Edwin Muir
(1887–1959)
Edwin Muir (1887–1959): Scottish poet, novelist, critic; translator (with his wife Willa) of Franz Kafka. TSE was to write to Leonard Woolf on 22 Aug. 1946: ‘I am anxious to do anything I can for Muir because I think highly of his best poetry and I think he has not had enough recognition.’ To Eleanor Hinkley, 25 Dec, 1955: ‘Edwin is a sweet creature, who never says anything when his wife is present, and only an occasional word when she isn’t. An evening alone with him is very fatiguing. But he is a good poet, and I believe, what is even rarer, a literary man of complete integrity. He is not really Scottish, but Orcadian – in other words, pure Scandinavian.’
On 1 Jan. 1959, when pressing the claims of Muir upon the Royal Literary Fund, TSE wrote to Alan Pryce-Jones: ‘I have a very high opinion indeed of Edwin Muir as a poet, and admire him particularly because his poetry has gone on gaining in strength in later years. And I think that both he and Willa deserve recognition because of their work in translation. It is through them, you remember, that Kafka became known in this country, as they translated, I think, all his novels.’ In a tribute (The Times, 7 Jan. 1959):
Muir’s literary criticism had always seemed to me of the best of our time: after I came to know him, I realised that it owed its excellence not only to his power of intellect and acuteness of sensibility, but to those moral qualities which make us remember him, as you say justly, as ‘in some ways almost a saintly man’. It was more recently that I came to regard his poetry as ranking with the best poetry of our time. As a poet he began late; as a poet he was recognised late; but some of his finest work – perhaps his very finest work – was written when he was already over sixty … For this late development we are reminded of the later poetry of Yeats; and Muir had to struggle with bad health also: but in the one case as in the other (and Muir is by no means unworthy to be mentioned together with Yeats) we recognise a triumph of the human spirit.

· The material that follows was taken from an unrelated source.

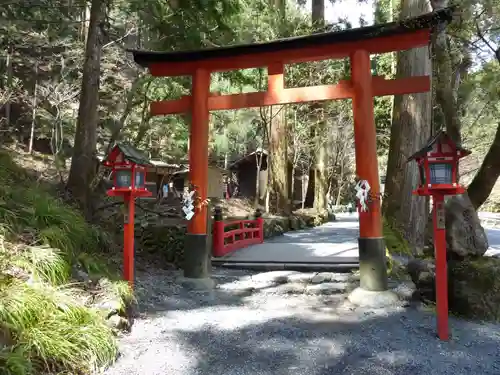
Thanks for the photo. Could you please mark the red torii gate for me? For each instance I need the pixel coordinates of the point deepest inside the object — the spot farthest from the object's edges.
(357, 44)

Willa Muir commented on TSE’s plaudits: ‘Eliot, in his desire to present Edwin as an orthodox Christian, overdid, I think, the desolations and the saintliness. Edwin’s wine could never be contained in any orthodox creed’ (letter to Kathleen Raine, 7 Apr. 1960).
TSE to Willa Muir, 9 Aug. 1962: ‘I think that Edwin’s collected poems will go on being enjoyed by true poetry lovers as long as the poems of any poet in our century.’ He would later say of Muir: ‘He was a reserved, reticent man … Yet his personality made a deep impression upon me, and especially the impression of one very rare and precious quality … unmistakable integrity’; and of his poems: ‘under the pressure of emotional intensity, and possessed by his vision, he found almost unconsciously the right, the inevitable, way of saying what he wanted to say’ (‘Edwin Muir: 1887–1959: An Appreciation’, The Listener, 28 May 1964, 872).
Muir’s works include An Autobiography (1954); Selected Poems of Edwin Muir, with preface by TSE (1966); Selected Letters of Edwin Muir, ed. P. H. Butter (1974).